Please Enter Your Name:
用户名:Tiantian 欢迎新用户Tiantian!我会记住你的名字,下次见面就能叫你的名字啦! Welcome to use SiliconFriend model,please enter your question to start conversation,enter "clear" to clear conversation ,enter "stop" to stop program
Tiantian:tell me a joke Traceback (most recent call last): File "/home/Hongwei/disk_hdd/Tiantian/LLM_Memory/MemoryBank-SiliconFriend-main/SiliconFriend-ChatGLM-BELLE/cli_demo.py", line 212, in
main()
File "/home/Hongwei/disk_hdd/Tiantian/LLM_Memory/MemoryBank-SiliconFriend-main/SiliconFriend-ChatGLM-BELLE/cli_demo.py", line 198, in main
history_state, history, msg = predict_new(text=query,history=history,top_p=0.95,temperature=1,max_length_tokens=1024,max_context_length_tokens=200,user_name=user_name,user_memory=user_memory,user_memory_index=user_memory_index)

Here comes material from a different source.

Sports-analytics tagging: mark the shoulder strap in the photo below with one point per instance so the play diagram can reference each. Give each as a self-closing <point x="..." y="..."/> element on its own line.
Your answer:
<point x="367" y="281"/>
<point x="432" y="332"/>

File "/home/Hongwei/disk_hdd/Tiantian/LLM_Memory/MemoryBank-SiliconFriend-main/SiliconFriend-ChatGLM-BELLE/cli_demo.py", line 148, in predict_new
response = chat(model,tokenizer,text,history=history,
File "/home/Hongwei/disk_hdd/Tiantian/LLM_Memory/MemoryBank-SiliconFriend-main/SiliconFriend-ChatGLM-BELLE/cli_demo.py", line 106, in chat
outputs = model.generate(inputs, gen_kwargs)
File "/home/Hongwei/anaconda3/lib/python3.9/site-packages/peft/peft_model.py", line 1022, in generate
outputs = self.base_model.generate(*kwargs)
File "/home/Hongwei/anaconda3/lib/python3.9/site-packages/torch/autograd/grad_mode.py", line 28, in decorate_context
return func(args, **kwargs)
File "/home/Hongwei/anaconda3/lib/python3.9/site-packages/transformers/generation/utils.py", line 1308, in generate
model_kwargs["attention_mask"] = self._prepare_attention_mask_for_generation(
File "/home/Hongwei/anaconda3/lib/python3.9/site-packages/transformers/generation/utils.py", line 603, in _prepare_attention_mask_for_generation
is_pad_token_in_inputs = (pad_token_id is not None) and (pad_token_id in inputs)
File "/home/Hongwei/anaconda3/lib/python3.9/site-packages/torch/_tensor.py", line 703, in contains
return (element == self).any().item() # type: ignore[union-attr]
RuntimeError: CUDA error: no kernel image is available for execution on the device
CUDA kernel errors might be asynchronously reported at some other API call,so the stacktrace below might be incorrect.
For debugging consider passing CUDA_LAUNCH_BLOCKING=1.